Si jadis et encore dans les années 50/60, une carrière de professeur du secondaire, était quelque chose de bien, une grande carrière, et d'ailleurs dans les années 60 on respectait beaucoup nos professeurs qui étaient détenteurs d'un savoir, actuellement être professeur du secondaire, aux yeux de la population, ce n'est plus rien (c'est certes mieux que rien, et mieux que le chômage, mais ce n'est plus rien...). Donc, ce n'est pas parce que l'on est surdoué quand on est petit, que l'on fera une grande carrière et que l'on réussira dans la vie.

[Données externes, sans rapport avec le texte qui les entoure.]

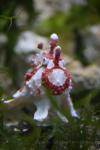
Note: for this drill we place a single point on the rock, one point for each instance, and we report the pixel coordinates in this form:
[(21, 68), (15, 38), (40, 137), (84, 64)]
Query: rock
[(47, 8), (86, 78), (92, 43), (28, 41), (21, 17)]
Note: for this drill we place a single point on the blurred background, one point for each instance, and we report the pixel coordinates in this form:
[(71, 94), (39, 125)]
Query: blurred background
[(23, 24)]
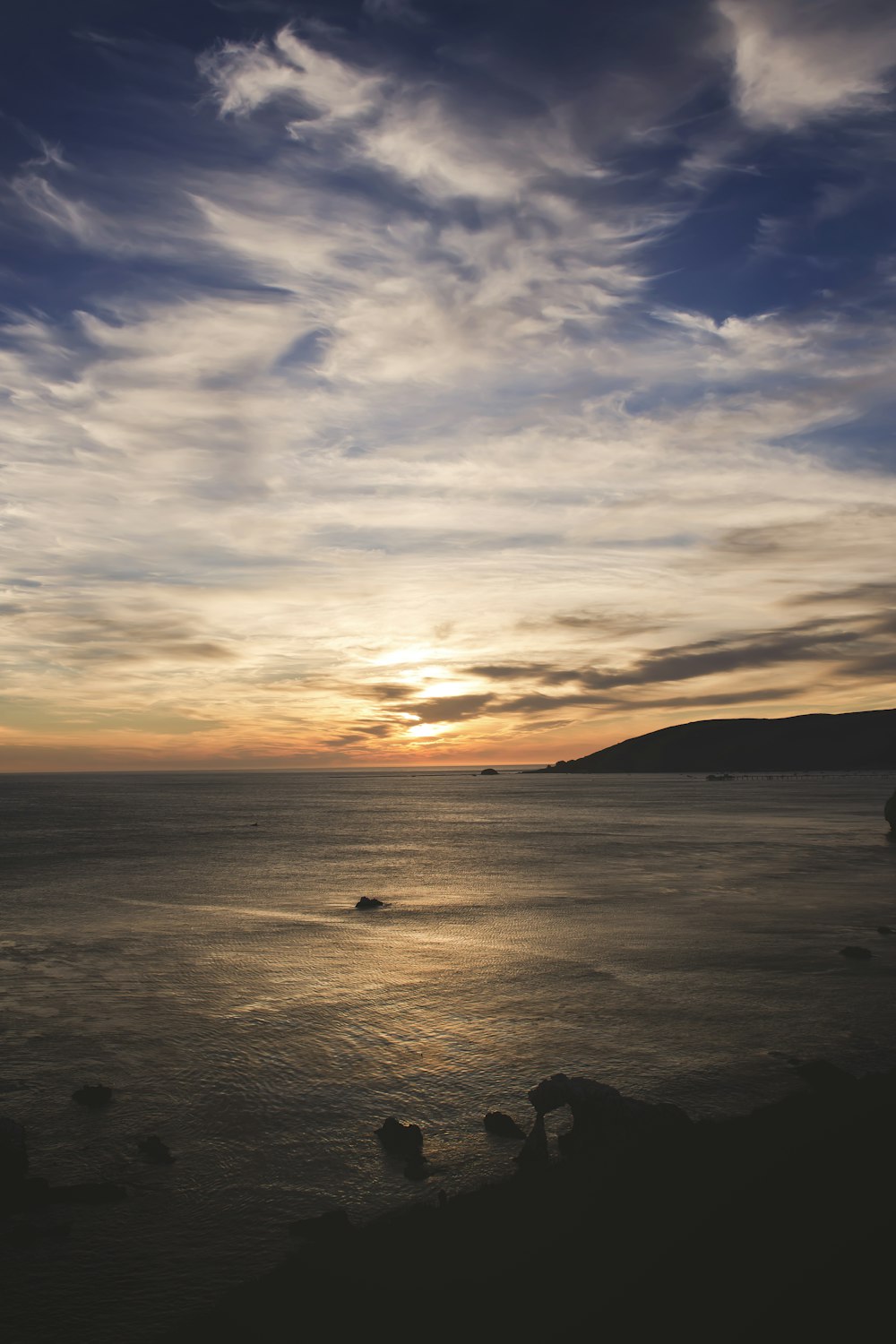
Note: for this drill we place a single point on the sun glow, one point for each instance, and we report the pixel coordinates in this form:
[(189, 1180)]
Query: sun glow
[(425, 730)]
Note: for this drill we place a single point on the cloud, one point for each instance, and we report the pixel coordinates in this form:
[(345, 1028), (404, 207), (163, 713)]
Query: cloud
[(796, 62), (383, 382)]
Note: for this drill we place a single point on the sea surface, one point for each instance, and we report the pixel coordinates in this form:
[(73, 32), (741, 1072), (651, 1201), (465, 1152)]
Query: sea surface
[(191, 941)]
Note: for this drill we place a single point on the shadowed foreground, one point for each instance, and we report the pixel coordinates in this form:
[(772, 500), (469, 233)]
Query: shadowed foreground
[(775, 1225)]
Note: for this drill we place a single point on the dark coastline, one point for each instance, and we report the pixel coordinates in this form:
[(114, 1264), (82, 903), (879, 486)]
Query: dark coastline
[(778, 1225), (799, 744)]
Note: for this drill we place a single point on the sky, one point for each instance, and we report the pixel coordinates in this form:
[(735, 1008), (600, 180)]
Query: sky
[(441, 382)]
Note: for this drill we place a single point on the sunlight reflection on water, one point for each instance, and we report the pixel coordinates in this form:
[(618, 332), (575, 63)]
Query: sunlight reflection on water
[(675, 938)]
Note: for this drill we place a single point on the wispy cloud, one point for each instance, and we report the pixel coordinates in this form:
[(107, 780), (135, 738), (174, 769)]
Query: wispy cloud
[(382, 408)]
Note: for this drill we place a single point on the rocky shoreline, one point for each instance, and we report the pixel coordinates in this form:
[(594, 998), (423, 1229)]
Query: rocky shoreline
[(780, 1225)]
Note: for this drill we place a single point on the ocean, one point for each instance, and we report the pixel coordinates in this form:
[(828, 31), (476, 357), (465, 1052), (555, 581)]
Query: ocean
[(191, 941)]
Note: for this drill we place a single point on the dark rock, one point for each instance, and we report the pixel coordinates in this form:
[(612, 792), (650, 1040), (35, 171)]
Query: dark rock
[(94, 1096), (401, 1140), (331, 1226), (155, 1150), (535, 1150), (89, 1193), (503, 1125), (602, 1116), (890, 812), (823, 1077), (417, 1168), (13, 1155)]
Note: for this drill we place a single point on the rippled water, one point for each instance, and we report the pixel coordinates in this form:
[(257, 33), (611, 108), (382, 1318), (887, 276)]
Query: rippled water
[(673, 937)]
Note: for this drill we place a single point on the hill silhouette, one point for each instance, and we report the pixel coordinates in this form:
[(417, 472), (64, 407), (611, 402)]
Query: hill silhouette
[(864, 741)]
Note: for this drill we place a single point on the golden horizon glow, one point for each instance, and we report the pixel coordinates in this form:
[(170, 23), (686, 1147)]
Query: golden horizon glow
[(375, 433)]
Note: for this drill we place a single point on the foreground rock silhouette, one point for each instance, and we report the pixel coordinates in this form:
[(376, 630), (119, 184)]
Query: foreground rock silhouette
[(772, 1226), (401, 1140)]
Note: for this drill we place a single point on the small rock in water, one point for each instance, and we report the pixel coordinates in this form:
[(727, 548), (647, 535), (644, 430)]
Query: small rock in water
[(401, 1140), (155, 1150), (13, 1153), (890, 812), (503, 1125), (94, 1096), (535, 1150)]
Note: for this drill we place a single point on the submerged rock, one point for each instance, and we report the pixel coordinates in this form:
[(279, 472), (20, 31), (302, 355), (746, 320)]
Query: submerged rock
[(13, 1153), (890, 812), (503, 1125), (93, 1096), (418, 1168), (155, 1150), (401, 1140), (88, 1193)]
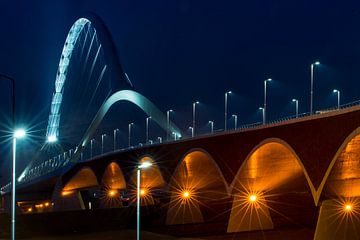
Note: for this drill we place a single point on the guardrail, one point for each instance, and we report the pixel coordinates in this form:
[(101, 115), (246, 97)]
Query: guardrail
[(63, 160)]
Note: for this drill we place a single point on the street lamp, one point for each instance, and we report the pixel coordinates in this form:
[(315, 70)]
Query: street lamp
[(143, 165), (338, 95), (18, 134), (91, 147), (168, 123), (265, 87), (194, 113), (211, 127), (235, 121), (130, 125), (192, 131), (296, 107), (102, 142), (115, 137), (263, 114), (312, 84), (147, 129), (225, 114)]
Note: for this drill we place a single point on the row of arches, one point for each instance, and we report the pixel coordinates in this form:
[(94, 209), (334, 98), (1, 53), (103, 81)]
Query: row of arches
[(271, 187)]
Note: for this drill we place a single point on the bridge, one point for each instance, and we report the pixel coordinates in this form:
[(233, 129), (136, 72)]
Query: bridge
[(300, 171)]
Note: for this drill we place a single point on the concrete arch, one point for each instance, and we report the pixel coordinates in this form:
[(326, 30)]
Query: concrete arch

Au contraire, le surdoué va toujours se poser mille questions, là où les autres ne s'en posent pas, là où les autres foncent sans égards pour ses congénères, le surdoué essaie d'avancer avec tact,sans blesser personne, et si par hasard il blesse quelq'un, cela le chagrine. Il se perce un chemin étroit au travers de la foule, qui lui permet parfois de dépasser quelques autres, mais les autres lui volent ses bonnes idées, s'en servant pour eux-mêmes sans dire d'où elles viennent. Et il se sent frustré, car il voit toutes ses bonnes idées lui échapper.
dominique amalia
* Pour les étrangers, le CP qui est l'abbréviation du Cours Préparatoire, est la première classe d'école primaire de 6 à 7 ans. Et le CE1 est la deuxième classe de l'école primaire de 7 à 8 ans. J'ai donc abordé le deuxième trimestre de CE1 en janvier à l'âge de six ans et demi. Et mon CE2 à l'âge de 7 ans.